Of all the Paul Andersons in Hollywood, Paul W.S. Anderson is probably one of the least-beloved among critics. He’s the type to trade meaningful story development for ‘sploshions and all manner of cool effects on screen because, you know, pretty visuals.
Here’s a basic breakdown of his latest film Pompeii: there’s a strong, ab-ridden (why always with the abs and ancient Greeks?) gladiator trying to woo a pretty noble lady. He has to save her before Mount Vesuvius erupts. Will he? You’ll have to watch to find out, although terrible acting, bad pacing, and annoying camera work will leave you cheering for the mountain to just end it all.
The Nut Job
You know you’re getting a good film when the main character’s name is Surly, the plot revolves around park animals pulling off a heist on a nut shop, and the comedy consists of fart jokes and over-used double entendre. Now, go ahead and tell me that we can’t judge animated films too harshly. Go ahead. I’m listening, with both Frozen and The Lego Movie on hand to prove that we can, in fact, expect animated films to be entertaining and more thoughtful than washed up garbage that turns kid’s and adult’s brains alike into runny piles of goo.

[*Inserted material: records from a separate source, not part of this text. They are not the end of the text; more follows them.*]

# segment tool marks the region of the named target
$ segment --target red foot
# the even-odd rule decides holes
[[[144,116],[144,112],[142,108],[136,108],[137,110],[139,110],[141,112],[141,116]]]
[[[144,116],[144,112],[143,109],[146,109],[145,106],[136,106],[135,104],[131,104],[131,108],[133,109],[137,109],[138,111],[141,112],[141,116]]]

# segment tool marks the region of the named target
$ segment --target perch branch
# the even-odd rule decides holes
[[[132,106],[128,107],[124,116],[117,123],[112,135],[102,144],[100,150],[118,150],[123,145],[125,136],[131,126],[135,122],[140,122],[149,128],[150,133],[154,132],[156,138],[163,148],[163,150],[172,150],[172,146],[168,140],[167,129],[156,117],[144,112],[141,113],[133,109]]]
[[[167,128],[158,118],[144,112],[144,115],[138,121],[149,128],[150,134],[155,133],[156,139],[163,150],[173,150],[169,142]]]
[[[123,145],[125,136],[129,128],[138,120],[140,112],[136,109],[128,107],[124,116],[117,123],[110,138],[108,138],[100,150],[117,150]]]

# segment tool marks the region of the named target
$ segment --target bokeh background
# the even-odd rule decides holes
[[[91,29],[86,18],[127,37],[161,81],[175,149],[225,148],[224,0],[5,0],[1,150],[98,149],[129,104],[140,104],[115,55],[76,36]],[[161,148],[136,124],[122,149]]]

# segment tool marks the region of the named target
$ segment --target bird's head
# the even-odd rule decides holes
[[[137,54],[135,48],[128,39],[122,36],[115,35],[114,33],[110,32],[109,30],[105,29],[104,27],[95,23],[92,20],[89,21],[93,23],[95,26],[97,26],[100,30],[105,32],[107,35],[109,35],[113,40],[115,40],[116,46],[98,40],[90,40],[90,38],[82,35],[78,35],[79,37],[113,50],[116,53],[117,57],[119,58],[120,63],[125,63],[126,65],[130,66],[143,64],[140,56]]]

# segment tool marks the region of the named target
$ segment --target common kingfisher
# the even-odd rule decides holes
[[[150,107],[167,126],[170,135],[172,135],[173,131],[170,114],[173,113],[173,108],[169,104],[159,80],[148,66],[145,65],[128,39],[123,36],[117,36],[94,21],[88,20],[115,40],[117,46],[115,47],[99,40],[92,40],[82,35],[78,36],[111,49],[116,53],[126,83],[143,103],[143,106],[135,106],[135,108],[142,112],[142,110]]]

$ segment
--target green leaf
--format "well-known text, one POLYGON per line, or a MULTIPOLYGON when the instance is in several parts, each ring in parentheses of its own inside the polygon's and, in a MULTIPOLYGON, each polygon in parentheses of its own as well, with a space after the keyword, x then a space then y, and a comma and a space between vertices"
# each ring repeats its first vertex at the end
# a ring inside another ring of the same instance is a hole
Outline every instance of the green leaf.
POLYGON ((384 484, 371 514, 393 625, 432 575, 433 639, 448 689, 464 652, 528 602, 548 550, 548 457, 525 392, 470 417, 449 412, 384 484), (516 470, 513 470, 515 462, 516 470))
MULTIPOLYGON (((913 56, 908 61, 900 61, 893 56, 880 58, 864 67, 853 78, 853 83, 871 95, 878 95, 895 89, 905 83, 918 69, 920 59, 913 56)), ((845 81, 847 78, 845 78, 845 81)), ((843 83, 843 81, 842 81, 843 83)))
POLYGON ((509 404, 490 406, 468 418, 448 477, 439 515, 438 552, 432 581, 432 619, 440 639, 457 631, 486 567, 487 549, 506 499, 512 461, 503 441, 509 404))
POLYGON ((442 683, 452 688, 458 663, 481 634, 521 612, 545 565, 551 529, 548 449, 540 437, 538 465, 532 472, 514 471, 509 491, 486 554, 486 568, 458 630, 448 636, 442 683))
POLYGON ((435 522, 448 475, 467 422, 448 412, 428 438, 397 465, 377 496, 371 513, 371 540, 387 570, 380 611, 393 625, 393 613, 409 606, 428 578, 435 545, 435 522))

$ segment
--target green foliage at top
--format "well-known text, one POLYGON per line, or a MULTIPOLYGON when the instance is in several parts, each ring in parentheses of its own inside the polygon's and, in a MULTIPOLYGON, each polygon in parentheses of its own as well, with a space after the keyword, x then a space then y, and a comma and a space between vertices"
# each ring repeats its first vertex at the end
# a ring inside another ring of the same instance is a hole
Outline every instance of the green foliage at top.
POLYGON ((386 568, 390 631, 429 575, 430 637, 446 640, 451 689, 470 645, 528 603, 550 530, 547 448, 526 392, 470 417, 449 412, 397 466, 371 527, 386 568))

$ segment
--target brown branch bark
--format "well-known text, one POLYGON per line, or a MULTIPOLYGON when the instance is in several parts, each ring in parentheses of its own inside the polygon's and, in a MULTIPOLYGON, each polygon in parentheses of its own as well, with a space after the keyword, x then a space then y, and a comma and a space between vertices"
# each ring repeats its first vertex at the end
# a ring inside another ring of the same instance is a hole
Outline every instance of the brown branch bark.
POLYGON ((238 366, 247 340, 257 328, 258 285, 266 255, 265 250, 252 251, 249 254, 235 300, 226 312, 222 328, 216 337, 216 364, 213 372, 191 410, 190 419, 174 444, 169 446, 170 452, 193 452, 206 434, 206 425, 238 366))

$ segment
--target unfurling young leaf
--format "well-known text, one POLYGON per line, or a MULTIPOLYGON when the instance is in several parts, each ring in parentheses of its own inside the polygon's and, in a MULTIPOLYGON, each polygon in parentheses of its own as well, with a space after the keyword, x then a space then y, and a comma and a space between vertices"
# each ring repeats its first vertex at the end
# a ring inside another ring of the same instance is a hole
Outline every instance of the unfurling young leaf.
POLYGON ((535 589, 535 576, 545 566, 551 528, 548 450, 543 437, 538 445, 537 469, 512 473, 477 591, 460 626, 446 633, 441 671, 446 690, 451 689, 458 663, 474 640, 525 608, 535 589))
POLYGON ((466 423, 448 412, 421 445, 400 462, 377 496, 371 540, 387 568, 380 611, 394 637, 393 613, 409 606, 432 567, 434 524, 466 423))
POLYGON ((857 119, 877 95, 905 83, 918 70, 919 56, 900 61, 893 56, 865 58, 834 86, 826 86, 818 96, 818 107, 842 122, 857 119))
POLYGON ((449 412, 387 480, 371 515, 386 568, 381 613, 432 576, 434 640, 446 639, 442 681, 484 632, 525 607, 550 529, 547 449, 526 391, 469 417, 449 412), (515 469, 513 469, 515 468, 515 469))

Really, The Nut Job belongs in the bottom of a bargain bin as a straight-to-DVD release that only the most negligent of parents ever purchase to quiet their screaming children at Wal Mart.
Fact: Kevin Hart is funny. He really, really is. Another fact: Kevin Hart consistently winds up in some of the worst roles that never fully utilize his comedic potential. Ride Along is one of these roles.
Essentially a buddy cop movie, Ride Along stars Hart alongside the completely relevant Ice Cube as the two try to get to know each other while Kevin vies for his girlfriend’s hand in marriage. Naturally, Kevin’s character is a nice, albeit deadbeat-ish dude who is eager to prove his worth as husband material. In order to test him out, he’s taken on a ride along designed to scare him and make him reveal his true colors. It’s cliched buddy cop fare that, while funny, never amounts to anything more than a vehicle for typical Kevin Hart goofiness.
There wasn’t ever much hope for this film to be better than its 25% on Rotten Tomatoes-earning original predecessor, was there? Still, it managed to do the impossible by being even worse than the original, with a completely drawn out and cliched plot that never became anything more interesting than a total drama fest ripping the soul right out of Romeo and Juliet in order to tell the same story yet again with even more bland acting than ever before. The story? Romeo and Juliet, only in modern times. That’s really all you need to know, other than this shouldn’t be on the date night movie list, no matter how much your partner might be interested. If you love them, deter them from this mess.
Speaking of schlocky romance films that should never actually be viewed, 2014 also graciously rewarded us with Winter’s Tale, the mess of a film that saw Colin Farrell traveling through the years in order to perform a miracle he mistakenly thought would lead to saving his one true love. Meant to be a meaningful tearjerker, Winter’s Tale is Hallmark Channel-quality fare ridden with more plot holes and time travel silliness than a film ever should have. In fact, the best thing to come out of Winter’s Tale was this amazing episode of How Did This Get Made?